A study published Wednesday in the New England Journal of Medicine found that a fourth dose of the COVID-19 vaccine is “somewhat efficacious,” but still “immunogenic” and “safe.”

Authors of the study wrote that there was no significant difference in immune response or “in levels of omicron-specific neutralizing antibodies” between a third and fourth dose of the vaccine.

“Our results suggest that maximal immunogenicity of mRNA vaccines is achieved after three doses and that antibody levels can be restored by a fourth dose,” the authors said. “A fourth vaccination of healthy young health care workers may have only marginal benefits.”

The authors noted that they did not evaluate older and more immunocompromised individuals.

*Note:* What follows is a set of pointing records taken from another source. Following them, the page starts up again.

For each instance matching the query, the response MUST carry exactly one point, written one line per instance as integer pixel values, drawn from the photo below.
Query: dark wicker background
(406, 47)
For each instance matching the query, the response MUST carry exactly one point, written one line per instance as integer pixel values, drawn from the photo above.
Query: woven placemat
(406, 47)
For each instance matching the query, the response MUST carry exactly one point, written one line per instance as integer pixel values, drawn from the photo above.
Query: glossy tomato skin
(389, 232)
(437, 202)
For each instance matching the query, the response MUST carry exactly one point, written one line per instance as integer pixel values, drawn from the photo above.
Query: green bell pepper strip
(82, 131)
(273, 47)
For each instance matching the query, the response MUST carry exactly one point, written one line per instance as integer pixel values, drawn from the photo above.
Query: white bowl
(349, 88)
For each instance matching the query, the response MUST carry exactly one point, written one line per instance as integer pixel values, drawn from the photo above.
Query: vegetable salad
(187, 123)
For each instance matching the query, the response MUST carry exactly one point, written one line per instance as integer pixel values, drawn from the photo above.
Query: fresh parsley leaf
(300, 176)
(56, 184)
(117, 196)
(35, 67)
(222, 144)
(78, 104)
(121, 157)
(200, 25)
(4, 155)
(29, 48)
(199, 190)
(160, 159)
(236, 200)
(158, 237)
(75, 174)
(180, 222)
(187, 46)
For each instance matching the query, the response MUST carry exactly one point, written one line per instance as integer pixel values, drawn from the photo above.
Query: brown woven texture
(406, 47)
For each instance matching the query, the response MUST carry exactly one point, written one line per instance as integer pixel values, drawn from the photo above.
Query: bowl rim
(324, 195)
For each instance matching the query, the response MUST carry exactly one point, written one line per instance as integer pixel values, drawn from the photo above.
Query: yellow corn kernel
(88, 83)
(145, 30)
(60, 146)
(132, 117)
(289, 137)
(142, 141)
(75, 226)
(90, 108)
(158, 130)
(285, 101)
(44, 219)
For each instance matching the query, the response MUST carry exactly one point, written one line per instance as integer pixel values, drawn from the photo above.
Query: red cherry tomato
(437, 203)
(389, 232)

Pfizer CEO Albert Bourla said earlier this week that protection following a third dose “doesn’t last very long” and that a fourth shot "is necessary." According to WebMD, Bourla claims that the company has sent data to the Food and Drug Administration that will prove the necessity of a fourth dose.

The Wall Street Journal reports that the FDA may authorize a second booster shot in the near future.

Dr. Matthew Harris of Northwell Health says that “a more likely scenario is that the COVID-19 vaccines will become part of a seasonal vaccination akin to the influenza vaccine."

The Centers for Disease Control and Prevention suggests that everyone above the age of 12 get a third dose, and recommends the standard two-dose vaccine for people aged 5 to 11.